Remove one or two of those apparent constraints, and all of a sudden the problem becomes satisfiable, and life can continue.
Well, that depends, if you willingly chose not to treat yourself when you were able to, you might have had a choice.
Just like when you have cancer and willingly choose not to undergo treatment.
There's the choice. of course it's not an easy choice, treatments are still lousy enough in both cases to be worth thinking about whether or not to take them.
A vulnerability to suicidal provocation doesn't predetermine your fate any more than a vulnerability to sodium predetermines your death by heart disease.
Unfortunately, our ignorance of mental illness allows us to chalk deaths from suicide up to "personal choice", when a more complete understanding would allow people who suffer from depression to work with doctors to craft mitigations to the stimuli and circumstances that create suicidal impulses.
Instead, we're like "well, you can spend the week in an in-patient facility, or here are some pills and go try to figure it out on your own."
Exactly.
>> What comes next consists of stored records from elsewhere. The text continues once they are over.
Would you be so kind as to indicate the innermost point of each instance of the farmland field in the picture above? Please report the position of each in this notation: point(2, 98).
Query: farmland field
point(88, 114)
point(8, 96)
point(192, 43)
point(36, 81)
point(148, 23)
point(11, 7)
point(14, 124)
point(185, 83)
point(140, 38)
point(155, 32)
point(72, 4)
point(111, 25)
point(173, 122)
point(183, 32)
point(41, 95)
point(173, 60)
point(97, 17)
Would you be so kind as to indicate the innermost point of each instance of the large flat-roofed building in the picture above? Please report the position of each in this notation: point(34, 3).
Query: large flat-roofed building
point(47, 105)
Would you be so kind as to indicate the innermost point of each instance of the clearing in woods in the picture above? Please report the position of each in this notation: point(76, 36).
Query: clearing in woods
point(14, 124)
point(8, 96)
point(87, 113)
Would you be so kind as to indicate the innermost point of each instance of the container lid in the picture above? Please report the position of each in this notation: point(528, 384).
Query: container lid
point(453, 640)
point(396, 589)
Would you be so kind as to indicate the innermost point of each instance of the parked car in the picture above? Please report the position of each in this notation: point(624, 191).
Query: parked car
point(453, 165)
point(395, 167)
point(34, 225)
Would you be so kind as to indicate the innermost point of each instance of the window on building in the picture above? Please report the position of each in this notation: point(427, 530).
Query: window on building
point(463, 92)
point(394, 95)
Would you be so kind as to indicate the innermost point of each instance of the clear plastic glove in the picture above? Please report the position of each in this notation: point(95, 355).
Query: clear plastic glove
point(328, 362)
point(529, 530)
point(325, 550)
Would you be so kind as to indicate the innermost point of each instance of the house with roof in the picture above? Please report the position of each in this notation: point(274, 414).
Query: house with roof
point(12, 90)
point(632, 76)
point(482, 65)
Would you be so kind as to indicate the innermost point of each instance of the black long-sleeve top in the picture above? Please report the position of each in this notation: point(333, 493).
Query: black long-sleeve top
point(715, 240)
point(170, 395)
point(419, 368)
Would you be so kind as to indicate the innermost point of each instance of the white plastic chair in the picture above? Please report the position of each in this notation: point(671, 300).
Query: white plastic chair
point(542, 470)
I was just pointing out that even in these early days there are some choices and people can get treatment, and said treatment does work in some cases.
Just saying "it wasn't his fault, he had nothing to do with it" is probably not the best message to send, even if it's actually true when the victim is actually pulling the trigger or jumping off the bridge.
Complementing it with something like "I wish he had had the opportunity to get better" is probably more humane.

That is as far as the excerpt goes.